Human View Synthesis using a Single Sparse RGB-D Input
Novel view synthesis for humans in motion is a challenging computer vision problem that enables applications such as free-viewpoint video. Existing methods typically use complex setups with multiple input views, 3D supervision or pre-trained models that do not generalize well to new identities. Aiming to address these limitations, we present a novel view synthesis framework to generate realistic renders from unseen views of any human captured from a single-view sensor with sparse RGB-D, similar to a low-cost depth camera, and without actor-specific models. We propose an architecture to learn dense features in novel views obtained by sphere-based neural rendering, and create complete renders using a global context inpainting model. Additionally, an enhancer network leverages the overall fidelity, even in occluded areas from the original view, producing crisp renders with fine details. We show our method generates high-quality novel views of synthetic and real human actors given a single sparse RGB-D input. It generalizes to unseen identities, new poses and faithfully reconstructs facial expressions. Our approach outperforms prior human view synthesis methods and is robust to different levels of input sparsity.
Comparison of 3D point cloud transformations.
From a single RGB-D input, we obtain the warped image using: a depth-based warping transformation, neural point and sphere-based renderer. The novel image warped by Pulsar is significantly denser because Pulsar renderer not only provides the option to use a per-sphere radius parameter, but it also provides gradients for these radiuses, which enables to set them dynamically.
Sphere-based view synthesis network
The feature predictor F learns radius and feature vectors of the sphere set S. We then use the sphere-based differentiable renderer Ω to densify the learned input features M and warp them to the target camera T . The projected features are passed through the global context inpainting module G to generate the foreground mask, confidence map and novel image.
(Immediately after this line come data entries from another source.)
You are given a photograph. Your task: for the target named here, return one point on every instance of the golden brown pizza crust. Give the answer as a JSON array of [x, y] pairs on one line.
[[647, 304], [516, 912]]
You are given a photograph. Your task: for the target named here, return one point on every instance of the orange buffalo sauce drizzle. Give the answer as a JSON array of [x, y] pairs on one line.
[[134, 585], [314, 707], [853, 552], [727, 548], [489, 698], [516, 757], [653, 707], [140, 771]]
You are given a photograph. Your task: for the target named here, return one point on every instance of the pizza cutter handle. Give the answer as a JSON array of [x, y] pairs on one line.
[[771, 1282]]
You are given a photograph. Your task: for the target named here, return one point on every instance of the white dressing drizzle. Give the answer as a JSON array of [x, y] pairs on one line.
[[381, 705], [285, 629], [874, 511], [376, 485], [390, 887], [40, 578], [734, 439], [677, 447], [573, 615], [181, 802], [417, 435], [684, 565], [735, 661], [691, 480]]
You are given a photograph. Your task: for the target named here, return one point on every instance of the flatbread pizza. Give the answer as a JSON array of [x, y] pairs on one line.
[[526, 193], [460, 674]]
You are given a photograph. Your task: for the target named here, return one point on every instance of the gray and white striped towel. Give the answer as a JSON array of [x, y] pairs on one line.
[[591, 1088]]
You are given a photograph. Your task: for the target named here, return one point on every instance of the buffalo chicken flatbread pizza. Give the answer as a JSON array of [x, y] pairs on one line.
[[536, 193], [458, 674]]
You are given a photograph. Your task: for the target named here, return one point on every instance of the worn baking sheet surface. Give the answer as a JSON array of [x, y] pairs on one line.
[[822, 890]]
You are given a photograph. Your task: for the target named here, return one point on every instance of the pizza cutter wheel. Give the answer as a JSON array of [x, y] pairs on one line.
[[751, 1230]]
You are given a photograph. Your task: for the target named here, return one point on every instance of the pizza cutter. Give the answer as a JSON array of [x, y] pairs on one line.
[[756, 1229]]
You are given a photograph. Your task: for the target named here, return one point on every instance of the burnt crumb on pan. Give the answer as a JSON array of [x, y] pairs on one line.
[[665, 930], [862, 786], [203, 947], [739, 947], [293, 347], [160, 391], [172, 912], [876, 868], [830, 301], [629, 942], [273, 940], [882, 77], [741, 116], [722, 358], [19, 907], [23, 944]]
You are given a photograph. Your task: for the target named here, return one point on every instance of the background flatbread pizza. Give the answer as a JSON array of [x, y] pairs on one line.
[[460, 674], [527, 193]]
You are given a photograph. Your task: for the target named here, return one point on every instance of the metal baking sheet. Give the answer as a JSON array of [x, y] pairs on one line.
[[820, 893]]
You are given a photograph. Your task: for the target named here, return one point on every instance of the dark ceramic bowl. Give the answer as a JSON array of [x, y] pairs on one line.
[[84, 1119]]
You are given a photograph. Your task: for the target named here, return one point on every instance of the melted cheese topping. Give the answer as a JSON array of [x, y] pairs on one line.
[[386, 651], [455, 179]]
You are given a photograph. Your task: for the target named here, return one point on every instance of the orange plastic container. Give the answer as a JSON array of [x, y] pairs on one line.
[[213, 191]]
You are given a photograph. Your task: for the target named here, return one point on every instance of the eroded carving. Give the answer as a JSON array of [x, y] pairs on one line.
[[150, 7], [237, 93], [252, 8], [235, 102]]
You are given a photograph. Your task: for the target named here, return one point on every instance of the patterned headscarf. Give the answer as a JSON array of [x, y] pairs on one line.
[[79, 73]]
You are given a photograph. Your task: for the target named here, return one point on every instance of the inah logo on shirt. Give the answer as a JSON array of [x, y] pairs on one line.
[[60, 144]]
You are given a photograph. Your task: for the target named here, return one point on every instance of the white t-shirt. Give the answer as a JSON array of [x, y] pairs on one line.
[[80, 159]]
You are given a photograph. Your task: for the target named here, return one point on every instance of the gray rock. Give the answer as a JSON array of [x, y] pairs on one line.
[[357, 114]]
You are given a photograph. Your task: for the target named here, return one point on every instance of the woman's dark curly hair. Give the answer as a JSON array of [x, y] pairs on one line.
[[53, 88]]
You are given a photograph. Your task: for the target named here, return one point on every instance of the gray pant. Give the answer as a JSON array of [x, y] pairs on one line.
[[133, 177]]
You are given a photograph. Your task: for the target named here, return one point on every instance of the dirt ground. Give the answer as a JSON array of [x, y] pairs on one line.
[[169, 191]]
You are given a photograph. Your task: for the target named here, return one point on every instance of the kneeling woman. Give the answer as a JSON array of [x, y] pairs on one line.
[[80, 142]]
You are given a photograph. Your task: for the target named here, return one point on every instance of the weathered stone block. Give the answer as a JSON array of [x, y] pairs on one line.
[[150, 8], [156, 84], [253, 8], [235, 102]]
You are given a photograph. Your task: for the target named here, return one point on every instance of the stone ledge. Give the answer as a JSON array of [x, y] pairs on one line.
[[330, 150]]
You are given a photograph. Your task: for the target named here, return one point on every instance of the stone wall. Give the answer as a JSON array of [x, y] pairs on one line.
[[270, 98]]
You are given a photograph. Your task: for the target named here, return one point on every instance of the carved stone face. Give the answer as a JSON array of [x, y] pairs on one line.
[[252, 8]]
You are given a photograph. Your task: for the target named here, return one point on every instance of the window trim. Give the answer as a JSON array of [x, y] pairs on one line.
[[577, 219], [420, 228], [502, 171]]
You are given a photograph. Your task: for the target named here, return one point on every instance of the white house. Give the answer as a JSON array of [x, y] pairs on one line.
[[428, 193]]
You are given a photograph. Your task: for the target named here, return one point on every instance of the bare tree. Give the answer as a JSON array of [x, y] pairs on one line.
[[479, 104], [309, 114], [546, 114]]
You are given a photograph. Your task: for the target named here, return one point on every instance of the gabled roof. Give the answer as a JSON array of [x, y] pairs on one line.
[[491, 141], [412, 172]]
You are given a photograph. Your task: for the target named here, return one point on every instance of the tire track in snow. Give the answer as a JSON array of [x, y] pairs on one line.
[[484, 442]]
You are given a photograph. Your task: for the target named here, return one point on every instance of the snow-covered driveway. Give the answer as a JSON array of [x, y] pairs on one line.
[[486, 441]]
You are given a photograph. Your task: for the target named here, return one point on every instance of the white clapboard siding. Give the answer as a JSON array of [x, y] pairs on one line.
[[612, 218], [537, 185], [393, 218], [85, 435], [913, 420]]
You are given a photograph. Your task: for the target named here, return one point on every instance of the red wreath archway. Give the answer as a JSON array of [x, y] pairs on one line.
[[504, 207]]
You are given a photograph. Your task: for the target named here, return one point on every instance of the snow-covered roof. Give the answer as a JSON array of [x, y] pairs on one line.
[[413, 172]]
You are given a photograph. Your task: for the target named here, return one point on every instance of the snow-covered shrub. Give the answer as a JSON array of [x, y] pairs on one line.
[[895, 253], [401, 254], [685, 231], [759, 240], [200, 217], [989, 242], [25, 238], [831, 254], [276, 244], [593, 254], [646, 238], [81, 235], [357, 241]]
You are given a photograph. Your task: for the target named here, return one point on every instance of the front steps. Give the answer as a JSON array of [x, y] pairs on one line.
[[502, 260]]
Brighter colors of the confidence map indicate lower confidence.
Using an additional occlusion-free input, we refine the initial estimated novel view by training the Enhancer network. We infer the dense correspondences of both predicted novel view and occlusion-free image using a novel HD-IUV module. The occlusion-free image is warped to the target view and then refined by an auto-encoder. The refined novel view shows better result on the occluded area compared to the initial estimated.
We train our method on the synthetic data of the RenderPeople dataset and test the trained model on the real 3DMD scans. Qualitative results show that HVS-Net is able to generalize on unseen humans in the testing time.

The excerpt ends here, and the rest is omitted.